There are always stories in the media about the poor state of the Heath Service in this country. We have all heard the sorry sagas of unacceptable waiting times, botched operations, and postcode-lottery drug administration. You could be forgiven for believing that the NHS is on the verge of collapse; swamped by high demand, pressurised by an increased immigrant population, employing staff who have no interest in the job. This is not my experience though, and I feel that someone needs to put the opposite view, just for a change.
In any organisation as large as the British National Health Service, there will always be errors. It is impossible to provide a service envied the world over, without accepting the reality of mistakes being made occasionally, and the odd member of staff who is not up to the job.

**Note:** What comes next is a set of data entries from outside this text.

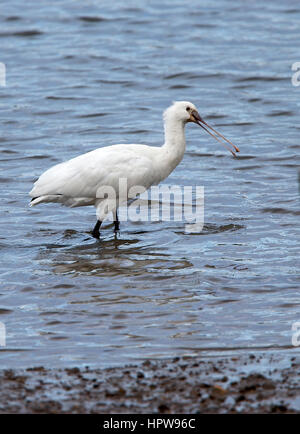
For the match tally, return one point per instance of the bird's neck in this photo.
(174, 146)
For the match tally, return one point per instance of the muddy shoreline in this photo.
(247, 384)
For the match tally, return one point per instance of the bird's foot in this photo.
(95, 231)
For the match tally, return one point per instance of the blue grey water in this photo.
(81, 75)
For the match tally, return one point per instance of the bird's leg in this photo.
(116, 222)
(95, 232)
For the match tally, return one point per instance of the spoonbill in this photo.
(79, 181)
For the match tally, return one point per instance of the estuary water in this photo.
(81, 75)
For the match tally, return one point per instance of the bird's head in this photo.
(185, 111)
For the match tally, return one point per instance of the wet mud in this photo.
(246, 384)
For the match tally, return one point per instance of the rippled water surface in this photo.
(81, 75)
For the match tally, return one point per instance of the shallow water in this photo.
(84, 75)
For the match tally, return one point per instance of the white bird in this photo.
(80, 181)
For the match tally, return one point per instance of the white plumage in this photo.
(80, 181)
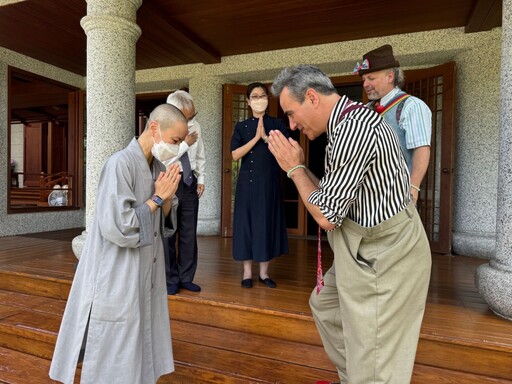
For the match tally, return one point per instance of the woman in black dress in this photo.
(259, 230)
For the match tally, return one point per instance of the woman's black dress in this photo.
(259, 229)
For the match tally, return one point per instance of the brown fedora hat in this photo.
(379, 58)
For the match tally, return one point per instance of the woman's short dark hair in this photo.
(251, 86)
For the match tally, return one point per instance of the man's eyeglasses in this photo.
(259, 97)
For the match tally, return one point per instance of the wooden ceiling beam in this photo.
(485, 15)
(156, 27)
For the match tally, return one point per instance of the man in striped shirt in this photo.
(370, 308)
(410, 117)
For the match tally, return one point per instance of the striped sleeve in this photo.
(416, 120)
(366, 177)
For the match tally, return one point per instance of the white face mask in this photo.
(164, 151)
(259, 106)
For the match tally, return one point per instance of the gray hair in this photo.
(299, 79)
(181, 99)
(166, 115)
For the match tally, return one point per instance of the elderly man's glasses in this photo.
(259, 97)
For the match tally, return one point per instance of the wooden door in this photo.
(34, 136)
(436, 87)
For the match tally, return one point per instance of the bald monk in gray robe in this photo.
(117, 306)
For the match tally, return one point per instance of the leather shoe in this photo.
(190, 286)
(172, 289)
(268, 282)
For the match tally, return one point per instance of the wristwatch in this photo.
(157, 200)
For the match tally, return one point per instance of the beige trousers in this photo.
(370, 310)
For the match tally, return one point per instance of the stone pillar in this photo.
(207, 94)
(112, 33)
(494, 280)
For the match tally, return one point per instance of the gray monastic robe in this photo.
(119, 285)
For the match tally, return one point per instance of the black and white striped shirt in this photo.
(366, 177)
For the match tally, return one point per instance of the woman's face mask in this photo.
(163, 151)
(258, 101)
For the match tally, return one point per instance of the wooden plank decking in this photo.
(226, 334)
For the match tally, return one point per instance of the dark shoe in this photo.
(172, 289)
(268, 282)
(190, 286)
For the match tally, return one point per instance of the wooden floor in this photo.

I do not wish to detract from individual cases of tragedy, or to comment on them. Instead, I would like to offer an overview of where it does work, instead of criticising every tiny aspect of where it does not. I must start by stating that I know of nowhere else where a system like this exists, and works. We pay a relatively small amount into our National Insurance Scheme, and receive huge benefits in return. Those not working, or unable to pay, receive exactly the same care, free of charge.
Of course, I would like to see an end to prescription charges, still paid in England. I would also like to see a return to completely free dental care. With the right party in government, this would all be achievable. Despite this, the care provided really is exceptional. Those of you who are healthy enough not to need to visit a doctor, hospital, or other medical service provider may wonder what all the fuss is about. One day, you will find out. It is naturally more difficult to provide a good service in areas of high population density. Or is it? When I lived in London, I could normally see a GP within a week. If that wasn’t satisfactory, I could sit in the surgery, and would be seen after the other appointments. Attending a clinic in one of London’s busiest hospitals, University College, I was seen in under an hour. I only waited one week for the appointment to arrive too. At the same hospital, I waited just fifteen minutes for a blood test, and the results were with my doctor in four days. By my standards, by any standards, that’s very good.
Here in Norfolk, despite constant publicity to the contrary, it is even better. My GP has contacted me at home in the evenings, something unheard of in London. The out-patient appointments at the Norwich and Norfolk hospital are efficient, and thorough too. The staff are friendly and committed, and patients are never left to feel that they are an intrusion. The consultants and junior doctors take time to explain your case, and their treatment, and interact with you as if you are an adult, who wants to know what is going on. It is true that the regional Ambulance Service has a poor record. Given the legacy of poor management, under-funding, and the sheer physical geography of this region, that is understandable, if not excusable. The whole county has only two main roads, few dual-carriageways, and no motorway. Remote villages, weather problems, and the logistics of running a service covering six counties, all adds up to a problem that needs to be solved.
There are few major hospitals in this county. The ones that do exist are constantly criticised, with little balanced reporting of their struggle against the problems that they have to deal with. But there is little mention of the many good things. Mobile clinics, that remove the difficulty for patients of having to travel into the towns and cities for treatment. Sensible use of smaller hospitals, to provide out of hours GP clinics, geriatric care, and other community-based services. Widespread use of mobile community nurses, offering visits and treatment in the patients’ own home. We have had occasion to attend Eye clinics and Diabetic clinics, and my step-daughter has received very good service from the Maternity Department and Midwife team. Nothing seems to be too much trouble. Telephone calls to any branch of the NHS here are dealt with quickly and professionally. E mails are answered promptly, letters are sent out when due, and text message reminders of appointments are also commonplace.
I didn’t need the NHS for most of my life; but as soon as I did, it came through.
There is no magic wand to wave to make this service faultless. Given the increasing and ageing population, financial restraints, and new advances in medicine, it is always going to appear to be catching up. But it is undeniably good. And when you need it most, you will realise just how good it is.